[LONDON] European stocks followed a slide in Asia as oil extended this week's slump. Malaysia's ringgit weakened, while the yen gained.
A gauge of stocks in Europe slid after material and energy companies led Asia's benchmark equity index lower and US oil dropped as much as 2.6 per cent. Malaysia's ringgit led a retreat in high-yielding currencies. Standard & Poor's 500 Index futures slipped, while Treasuries advanced. Senator Ted Cruz won the Iowa Republican caucuses in an upset over billionaire Donald Trump, while Democrat Hillary Clinton was clinging to the narrowest edge over Senator Bernie Sanders of Vermont.
Oil has erased last week's rally as speculation US stockpiles are continuing to expand reinforces concern over the global glut. The link between equity markets and crude had eased briefly as Federal Reserve Vice Chairman Stanley Fischer said the impact on the U.S. of recent market turbulence could factor into decision-making. The comments came in the wake of signals from central banks in Europe and Japan that they are ready to do what is needed to spur growth and after factory data underscored anxiety over China's economy.
"It's still a volatile market," said Rafael Palma Gil, a Manila-based trader at Rizal Commercial Banking Corp., which oversees about US$1.8 billion in assets. "While central banks have become relatively more accommodating, this stance doesn't remove the concern of a global economic slowdown, with the weakness in China." BP Plc reported a 91 per cent decline in fourth-quarter earnings after average crude oil prices dropped to the lowest in more than a decade. UBS Group AG said net income rose 11 per cent in the fourth quarter boosted by a tax gain that offset a decline in wealth-management and investment-banking profit.
The Stoxx Europe 600 Index was down 0.3 per cent at 8:01 a.m. London time. The MSCI Asia Pacific Index lost 0.7 per cent with groups of mining stocks and oil and gas producers sliding at least 2 per cent. S&P 500 Index futures dropped 0.4 per cent after the underlying gauge ended little changed on Monday in the U.S.
In Japan - where shares climbed almost 5 per cent over the past two days after the Bank of Japan surprised markets by introducing negative rates - the Topix index fell 0.7 per cent. The Kospi index in Seoul declined 1 per cent.
Australia's S&P/ASX 200 Index lost 1 per cent, while in Wellington, the S&P/NZX 50 Index advanced 0.1 per cent. The Shanghai Composite Index jumped 2.3 per cent as the central bank injected cash into the financial system before markets close for holidays next week.

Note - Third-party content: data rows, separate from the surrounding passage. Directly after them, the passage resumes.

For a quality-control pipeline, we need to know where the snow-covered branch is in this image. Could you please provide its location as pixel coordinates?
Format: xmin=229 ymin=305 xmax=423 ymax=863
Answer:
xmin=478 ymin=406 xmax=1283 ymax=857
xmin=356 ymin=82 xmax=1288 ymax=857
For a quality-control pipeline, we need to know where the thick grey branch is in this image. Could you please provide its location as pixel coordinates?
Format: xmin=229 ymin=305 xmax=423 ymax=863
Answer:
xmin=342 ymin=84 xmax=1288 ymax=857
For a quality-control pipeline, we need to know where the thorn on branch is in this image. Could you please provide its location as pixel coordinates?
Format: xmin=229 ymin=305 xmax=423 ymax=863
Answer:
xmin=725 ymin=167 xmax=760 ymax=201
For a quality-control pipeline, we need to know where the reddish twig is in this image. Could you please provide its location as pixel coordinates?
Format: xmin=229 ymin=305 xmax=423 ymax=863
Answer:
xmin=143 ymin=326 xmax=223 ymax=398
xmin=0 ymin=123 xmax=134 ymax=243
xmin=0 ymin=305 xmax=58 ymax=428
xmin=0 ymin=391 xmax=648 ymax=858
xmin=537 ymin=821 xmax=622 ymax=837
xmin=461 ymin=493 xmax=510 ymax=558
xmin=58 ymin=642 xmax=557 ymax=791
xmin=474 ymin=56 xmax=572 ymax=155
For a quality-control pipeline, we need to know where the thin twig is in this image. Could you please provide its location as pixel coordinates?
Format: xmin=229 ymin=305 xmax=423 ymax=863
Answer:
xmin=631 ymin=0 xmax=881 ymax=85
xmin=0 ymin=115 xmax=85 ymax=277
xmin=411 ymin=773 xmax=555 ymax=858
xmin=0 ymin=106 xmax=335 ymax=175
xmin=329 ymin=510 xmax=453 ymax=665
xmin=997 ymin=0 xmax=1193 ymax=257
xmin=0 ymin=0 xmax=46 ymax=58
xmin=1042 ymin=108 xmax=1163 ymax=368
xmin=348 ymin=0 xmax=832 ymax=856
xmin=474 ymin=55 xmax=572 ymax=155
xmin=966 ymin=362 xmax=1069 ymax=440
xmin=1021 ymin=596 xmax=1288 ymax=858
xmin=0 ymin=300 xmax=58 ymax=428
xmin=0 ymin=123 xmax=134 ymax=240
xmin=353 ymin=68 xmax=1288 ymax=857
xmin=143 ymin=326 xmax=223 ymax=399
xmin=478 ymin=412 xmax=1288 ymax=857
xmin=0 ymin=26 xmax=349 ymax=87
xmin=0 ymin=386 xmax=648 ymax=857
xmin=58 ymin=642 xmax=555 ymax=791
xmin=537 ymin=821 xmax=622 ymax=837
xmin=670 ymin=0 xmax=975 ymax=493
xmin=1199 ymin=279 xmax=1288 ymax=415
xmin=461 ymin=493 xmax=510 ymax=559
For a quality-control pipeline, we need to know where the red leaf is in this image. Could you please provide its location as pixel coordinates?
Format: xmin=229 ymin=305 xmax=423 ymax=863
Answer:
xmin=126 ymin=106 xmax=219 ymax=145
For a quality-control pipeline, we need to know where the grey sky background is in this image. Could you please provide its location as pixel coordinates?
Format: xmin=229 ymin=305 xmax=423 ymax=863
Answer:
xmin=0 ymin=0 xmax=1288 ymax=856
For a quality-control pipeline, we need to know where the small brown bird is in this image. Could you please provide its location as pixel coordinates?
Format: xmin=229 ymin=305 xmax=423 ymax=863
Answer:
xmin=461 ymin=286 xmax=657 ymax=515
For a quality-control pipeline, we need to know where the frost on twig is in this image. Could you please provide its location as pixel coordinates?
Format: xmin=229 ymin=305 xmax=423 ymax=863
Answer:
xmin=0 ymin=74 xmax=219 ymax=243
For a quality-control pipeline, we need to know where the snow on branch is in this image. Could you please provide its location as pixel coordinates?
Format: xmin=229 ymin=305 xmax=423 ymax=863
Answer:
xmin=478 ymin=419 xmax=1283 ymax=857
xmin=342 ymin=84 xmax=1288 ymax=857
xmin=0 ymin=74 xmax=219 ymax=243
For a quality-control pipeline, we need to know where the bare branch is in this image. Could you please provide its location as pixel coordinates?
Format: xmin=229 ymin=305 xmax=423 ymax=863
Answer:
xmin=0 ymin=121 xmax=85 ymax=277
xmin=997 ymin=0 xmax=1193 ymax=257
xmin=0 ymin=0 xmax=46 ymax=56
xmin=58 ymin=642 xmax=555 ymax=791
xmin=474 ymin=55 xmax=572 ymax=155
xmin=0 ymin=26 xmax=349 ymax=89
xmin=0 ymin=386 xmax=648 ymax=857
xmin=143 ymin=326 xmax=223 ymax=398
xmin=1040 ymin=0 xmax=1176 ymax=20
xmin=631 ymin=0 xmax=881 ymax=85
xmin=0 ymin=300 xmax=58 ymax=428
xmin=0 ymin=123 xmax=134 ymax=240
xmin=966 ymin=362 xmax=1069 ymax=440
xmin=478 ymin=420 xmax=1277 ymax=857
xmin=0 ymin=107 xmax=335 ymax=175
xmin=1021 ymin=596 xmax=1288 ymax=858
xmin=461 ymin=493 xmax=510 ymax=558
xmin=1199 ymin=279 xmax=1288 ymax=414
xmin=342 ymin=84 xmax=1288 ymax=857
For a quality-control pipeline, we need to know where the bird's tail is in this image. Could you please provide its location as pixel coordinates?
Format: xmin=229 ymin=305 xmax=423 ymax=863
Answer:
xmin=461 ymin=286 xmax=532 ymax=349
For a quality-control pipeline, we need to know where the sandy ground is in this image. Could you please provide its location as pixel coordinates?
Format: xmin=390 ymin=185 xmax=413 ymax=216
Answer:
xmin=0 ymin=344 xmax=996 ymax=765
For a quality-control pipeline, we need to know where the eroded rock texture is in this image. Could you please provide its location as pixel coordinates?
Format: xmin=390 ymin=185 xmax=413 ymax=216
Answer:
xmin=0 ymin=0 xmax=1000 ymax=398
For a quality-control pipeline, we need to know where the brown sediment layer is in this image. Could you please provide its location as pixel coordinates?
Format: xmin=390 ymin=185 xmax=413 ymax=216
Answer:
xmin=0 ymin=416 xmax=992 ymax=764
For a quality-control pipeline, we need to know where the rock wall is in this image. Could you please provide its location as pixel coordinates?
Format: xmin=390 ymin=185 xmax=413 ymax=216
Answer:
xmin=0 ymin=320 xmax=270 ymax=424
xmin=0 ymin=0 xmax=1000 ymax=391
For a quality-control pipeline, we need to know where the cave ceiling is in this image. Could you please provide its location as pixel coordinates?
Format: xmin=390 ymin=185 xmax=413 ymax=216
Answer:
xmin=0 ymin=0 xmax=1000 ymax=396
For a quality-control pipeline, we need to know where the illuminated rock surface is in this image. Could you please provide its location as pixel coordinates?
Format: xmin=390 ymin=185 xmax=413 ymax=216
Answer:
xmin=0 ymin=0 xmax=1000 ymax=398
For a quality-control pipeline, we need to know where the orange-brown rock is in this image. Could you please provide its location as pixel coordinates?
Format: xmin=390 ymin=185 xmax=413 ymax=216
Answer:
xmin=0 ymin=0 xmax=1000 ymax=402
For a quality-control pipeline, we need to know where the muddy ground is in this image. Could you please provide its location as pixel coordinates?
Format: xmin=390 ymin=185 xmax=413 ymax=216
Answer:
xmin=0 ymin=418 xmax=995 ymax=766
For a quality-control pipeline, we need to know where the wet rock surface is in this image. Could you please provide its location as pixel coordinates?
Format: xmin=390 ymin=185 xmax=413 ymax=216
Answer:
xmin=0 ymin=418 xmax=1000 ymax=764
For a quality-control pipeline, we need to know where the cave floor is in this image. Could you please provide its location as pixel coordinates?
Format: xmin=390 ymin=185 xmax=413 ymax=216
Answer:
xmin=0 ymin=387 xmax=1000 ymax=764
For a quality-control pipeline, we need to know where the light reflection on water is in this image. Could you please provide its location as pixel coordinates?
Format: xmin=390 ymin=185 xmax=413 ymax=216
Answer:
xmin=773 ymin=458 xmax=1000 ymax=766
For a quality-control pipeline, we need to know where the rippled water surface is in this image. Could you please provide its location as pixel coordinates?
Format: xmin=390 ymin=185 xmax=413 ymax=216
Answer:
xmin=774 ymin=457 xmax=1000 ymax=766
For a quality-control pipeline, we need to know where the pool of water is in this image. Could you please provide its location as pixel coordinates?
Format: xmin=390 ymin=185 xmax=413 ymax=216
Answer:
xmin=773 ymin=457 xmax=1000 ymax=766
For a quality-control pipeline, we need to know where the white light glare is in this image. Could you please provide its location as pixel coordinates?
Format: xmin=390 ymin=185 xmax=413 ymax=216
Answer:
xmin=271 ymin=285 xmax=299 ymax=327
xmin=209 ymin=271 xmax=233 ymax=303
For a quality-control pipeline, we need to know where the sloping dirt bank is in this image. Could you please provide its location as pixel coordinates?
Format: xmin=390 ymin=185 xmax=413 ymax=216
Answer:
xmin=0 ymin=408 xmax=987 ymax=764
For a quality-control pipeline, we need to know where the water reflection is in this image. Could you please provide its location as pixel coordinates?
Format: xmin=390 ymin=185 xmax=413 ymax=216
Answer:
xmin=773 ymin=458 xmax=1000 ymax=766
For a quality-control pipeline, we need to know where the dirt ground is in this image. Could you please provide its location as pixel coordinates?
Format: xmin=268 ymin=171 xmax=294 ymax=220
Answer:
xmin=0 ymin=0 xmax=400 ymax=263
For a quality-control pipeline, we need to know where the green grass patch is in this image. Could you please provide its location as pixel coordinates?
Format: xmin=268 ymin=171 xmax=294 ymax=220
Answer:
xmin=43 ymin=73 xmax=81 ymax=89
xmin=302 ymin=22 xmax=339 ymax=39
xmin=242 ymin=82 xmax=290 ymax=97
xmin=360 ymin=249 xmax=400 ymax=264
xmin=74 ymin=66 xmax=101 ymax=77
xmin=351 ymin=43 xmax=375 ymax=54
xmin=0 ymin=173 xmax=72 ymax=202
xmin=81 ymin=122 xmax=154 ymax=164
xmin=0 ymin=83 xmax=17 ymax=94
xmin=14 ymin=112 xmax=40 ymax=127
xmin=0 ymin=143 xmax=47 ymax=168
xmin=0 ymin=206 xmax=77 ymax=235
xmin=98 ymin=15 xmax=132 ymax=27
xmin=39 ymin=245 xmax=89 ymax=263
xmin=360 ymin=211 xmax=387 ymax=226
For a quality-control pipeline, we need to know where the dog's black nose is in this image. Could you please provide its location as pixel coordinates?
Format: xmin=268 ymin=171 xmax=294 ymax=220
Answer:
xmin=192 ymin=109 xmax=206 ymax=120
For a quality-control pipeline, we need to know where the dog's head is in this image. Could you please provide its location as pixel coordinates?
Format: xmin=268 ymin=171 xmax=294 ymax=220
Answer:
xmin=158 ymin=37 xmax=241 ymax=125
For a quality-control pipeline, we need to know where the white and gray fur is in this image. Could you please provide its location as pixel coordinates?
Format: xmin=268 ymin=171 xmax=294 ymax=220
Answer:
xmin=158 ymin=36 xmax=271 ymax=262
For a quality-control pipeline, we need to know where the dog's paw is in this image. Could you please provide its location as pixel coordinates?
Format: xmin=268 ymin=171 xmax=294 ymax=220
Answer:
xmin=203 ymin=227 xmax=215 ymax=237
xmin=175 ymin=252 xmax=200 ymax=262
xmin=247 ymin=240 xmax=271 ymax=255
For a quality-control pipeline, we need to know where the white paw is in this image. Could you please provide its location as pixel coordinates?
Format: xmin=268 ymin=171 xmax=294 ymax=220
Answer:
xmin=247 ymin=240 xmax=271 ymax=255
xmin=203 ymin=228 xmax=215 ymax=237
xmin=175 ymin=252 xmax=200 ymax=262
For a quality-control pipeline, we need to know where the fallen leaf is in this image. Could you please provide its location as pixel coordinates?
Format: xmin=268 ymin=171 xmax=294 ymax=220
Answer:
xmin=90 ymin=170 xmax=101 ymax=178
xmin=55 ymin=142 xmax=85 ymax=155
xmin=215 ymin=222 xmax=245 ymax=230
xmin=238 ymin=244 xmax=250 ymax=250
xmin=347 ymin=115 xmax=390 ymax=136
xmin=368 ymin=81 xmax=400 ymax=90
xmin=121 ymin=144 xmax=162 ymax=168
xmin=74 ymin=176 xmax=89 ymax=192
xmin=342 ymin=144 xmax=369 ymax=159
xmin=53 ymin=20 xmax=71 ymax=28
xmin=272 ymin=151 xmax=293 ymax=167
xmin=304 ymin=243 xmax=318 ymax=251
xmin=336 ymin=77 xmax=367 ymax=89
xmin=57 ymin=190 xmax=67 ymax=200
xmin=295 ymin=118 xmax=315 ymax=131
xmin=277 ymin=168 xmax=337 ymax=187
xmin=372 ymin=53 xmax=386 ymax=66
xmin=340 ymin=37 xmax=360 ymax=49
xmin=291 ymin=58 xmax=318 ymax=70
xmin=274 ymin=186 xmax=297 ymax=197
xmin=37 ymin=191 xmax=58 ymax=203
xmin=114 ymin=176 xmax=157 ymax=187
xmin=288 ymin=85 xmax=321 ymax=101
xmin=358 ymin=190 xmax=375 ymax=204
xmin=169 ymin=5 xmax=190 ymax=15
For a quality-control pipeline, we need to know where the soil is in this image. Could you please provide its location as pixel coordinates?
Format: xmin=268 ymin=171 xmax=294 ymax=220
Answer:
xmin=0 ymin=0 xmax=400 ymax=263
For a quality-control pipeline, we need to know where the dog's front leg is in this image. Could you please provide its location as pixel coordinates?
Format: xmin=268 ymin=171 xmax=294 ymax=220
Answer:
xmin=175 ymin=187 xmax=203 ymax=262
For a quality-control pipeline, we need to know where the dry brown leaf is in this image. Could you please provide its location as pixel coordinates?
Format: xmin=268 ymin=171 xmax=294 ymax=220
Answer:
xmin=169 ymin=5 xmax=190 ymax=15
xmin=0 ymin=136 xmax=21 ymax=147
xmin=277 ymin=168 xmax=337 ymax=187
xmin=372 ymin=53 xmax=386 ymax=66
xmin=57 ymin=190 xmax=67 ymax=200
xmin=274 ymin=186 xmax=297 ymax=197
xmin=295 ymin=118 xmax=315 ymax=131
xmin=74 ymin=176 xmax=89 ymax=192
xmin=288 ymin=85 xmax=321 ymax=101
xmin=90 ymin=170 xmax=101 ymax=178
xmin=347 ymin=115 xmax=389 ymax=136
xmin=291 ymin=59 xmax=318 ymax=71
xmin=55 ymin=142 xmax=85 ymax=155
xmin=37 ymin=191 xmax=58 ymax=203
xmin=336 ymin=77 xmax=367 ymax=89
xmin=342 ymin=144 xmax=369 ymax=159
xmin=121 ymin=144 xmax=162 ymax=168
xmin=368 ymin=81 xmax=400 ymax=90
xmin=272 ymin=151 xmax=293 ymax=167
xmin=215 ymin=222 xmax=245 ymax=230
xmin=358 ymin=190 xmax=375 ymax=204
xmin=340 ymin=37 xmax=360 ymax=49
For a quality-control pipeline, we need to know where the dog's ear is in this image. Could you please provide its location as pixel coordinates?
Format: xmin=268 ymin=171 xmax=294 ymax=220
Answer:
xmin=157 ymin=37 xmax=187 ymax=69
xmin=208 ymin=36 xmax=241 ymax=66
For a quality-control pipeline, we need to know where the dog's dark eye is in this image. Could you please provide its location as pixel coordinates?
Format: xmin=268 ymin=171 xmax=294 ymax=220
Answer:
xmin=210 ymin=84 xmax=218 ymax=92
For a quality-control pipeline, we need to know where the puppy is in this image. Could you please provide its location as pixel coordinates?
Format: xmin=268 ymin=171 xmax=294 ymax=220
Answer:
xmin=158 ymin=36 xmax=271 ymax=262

West Texas Intermediate oil lost as much as 82 cents in New York to $30.80 a barrel after slumping 6 per cent Monday, erasing last week's gain. US inventoriesprobably rose by 3.75 million barrels through Jan. 29, according to a Bloomberg survey before an Energy Information Administration report Wednesday.
Gold slipped 0.2 per cent while platinum and palladium both fell 0.8 per cent. The Bloomberg Commodity Index lost 0.1 per cent, sliding a second day.
Malaysia's ringgit dropped 1.1 per cent against the US dollar. Bank accounts related to possible money laundering associated with state-investment company 1Malaysia Development Bhd. were seized by authorities in Singapore and the Swiss Attorney General announced it's pursuing an investigation into alleged diversion of funds.
The Australian dollar fell 0.5 per cent after the central bank decision. The Korean won lost 0.6 per cent and the Japanese yen gained a second day, climbing 0.4 per cent.
Yields on US 10-year Treasuries lost two basis points, or 0.02 percentage points, to 1.93 per cent.